Rough sets for data mining and knowledge discovery
The problem of handling imperfect and approximate knowledge has been recently recognized as the crucial issue in solving several complex real-life problems, also in the case of data mining and knowledge discovery. Among many approaches to imperfect knowledge, such as fuzzy sets of Zadeh (1965) various forms of neural networks and evidence theory, to name a few, the theory of information systems and rough sets introduced by Z. Pawlak in 1982 has lately gain substantial attention. Rough sets are attractive from the computational point of view because the underlying concept of an information system is basically a relation in a database. Rough sets also have a rather intuitive common-sense interpretation (i.e. belief and plausibility) having at the same time a sound mathematical definition (i.e. lower and upper bounds).
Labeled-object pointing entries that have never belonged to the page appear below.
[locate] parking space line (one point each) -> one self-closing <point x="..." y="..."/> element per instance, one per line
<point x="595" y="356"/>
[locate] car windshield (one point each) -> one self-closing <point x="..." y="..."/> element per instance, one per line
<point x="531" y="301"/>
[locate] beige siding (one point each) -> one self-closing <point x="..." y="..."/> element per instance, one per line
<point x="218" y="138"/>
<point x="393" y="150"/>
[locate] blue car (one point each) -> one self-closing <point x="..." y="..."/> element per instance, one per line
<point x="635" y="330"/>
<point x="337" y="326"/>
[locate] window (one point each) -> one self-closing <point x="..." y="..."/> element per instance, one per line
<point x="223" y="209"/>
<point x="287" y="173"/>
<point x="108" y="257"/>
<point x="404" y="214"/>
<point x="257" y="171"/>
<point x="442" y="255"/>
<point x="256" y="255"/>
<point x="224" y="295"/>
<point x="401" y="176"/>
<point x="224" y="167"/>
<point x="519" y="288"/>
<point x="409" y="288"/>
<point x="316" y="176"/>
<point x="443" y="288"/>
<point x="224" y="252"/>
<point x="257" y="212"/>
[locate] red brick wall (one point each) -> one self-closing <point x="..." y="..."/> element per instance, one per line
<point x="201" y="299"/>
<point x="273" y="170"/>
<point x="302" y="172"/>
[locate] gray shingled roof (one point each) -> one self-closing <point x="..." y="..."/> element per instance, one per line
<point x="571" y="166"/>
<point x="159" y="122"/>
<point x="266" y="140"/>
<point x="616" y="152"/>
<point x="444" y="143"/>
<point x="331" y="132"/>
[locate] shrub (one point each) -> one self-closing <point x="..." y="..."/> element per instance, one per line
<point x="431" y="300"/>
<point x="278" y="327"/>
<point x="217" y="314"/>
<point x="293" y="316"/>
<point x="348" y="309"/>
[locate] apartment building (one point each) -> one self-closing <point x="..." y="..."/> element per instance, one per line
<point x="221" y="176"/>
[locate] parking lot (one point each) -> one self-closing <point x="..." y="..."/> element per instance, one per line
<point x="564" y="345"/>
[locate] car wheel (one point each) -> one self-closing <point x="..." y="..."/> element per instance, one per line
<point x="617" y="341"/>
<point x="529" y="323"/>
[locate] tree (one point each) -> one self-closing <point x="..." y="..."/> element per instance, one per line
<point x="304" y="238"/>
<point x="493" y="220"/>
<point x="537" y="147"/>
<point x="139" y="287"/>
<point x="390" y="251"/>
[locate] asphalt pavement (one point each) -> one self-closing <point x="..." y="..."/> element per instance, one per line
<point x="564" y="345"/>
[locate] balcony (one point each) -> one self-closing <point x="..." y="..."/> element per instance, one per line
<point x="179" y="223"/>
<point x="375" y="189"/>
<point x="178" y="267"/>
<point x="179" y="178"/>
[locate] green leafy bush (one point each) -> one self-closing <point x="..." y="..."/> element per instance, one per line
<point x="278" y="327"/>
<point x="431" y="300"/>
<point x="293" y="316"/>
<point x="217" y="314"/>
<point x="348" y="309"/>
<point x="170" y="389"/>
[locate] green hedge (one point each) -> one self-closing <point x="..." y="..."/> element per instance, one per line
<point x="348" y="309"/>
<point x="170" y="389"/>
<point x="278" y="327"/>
Several problems concerning data analysis presented in the form of an information system can be solved using the rough set theory. This methodology has been successfully applied in medical data analysis, finance, voice recognition, image processing, process modelling and identification, conflict resolution, etc. It has many advantages such as: efficient algorithms for finding hidden patterns in data, finding minimal sets of data (data reduction), evaluation of the significance of data, generation of relevant sets of decision rules or features from data, straightforward interpretation of results presented as rules, and others.
This tutorial introduces basic rough sets for data and continues with advanced methods for synthesizing approximate classification and decision rules; it then gives methods for dealing with large data sets. The participants will be given an opportunity to gain hands-on experience using Rosetta — our PC-based tool-kit for data analysis with rough sets.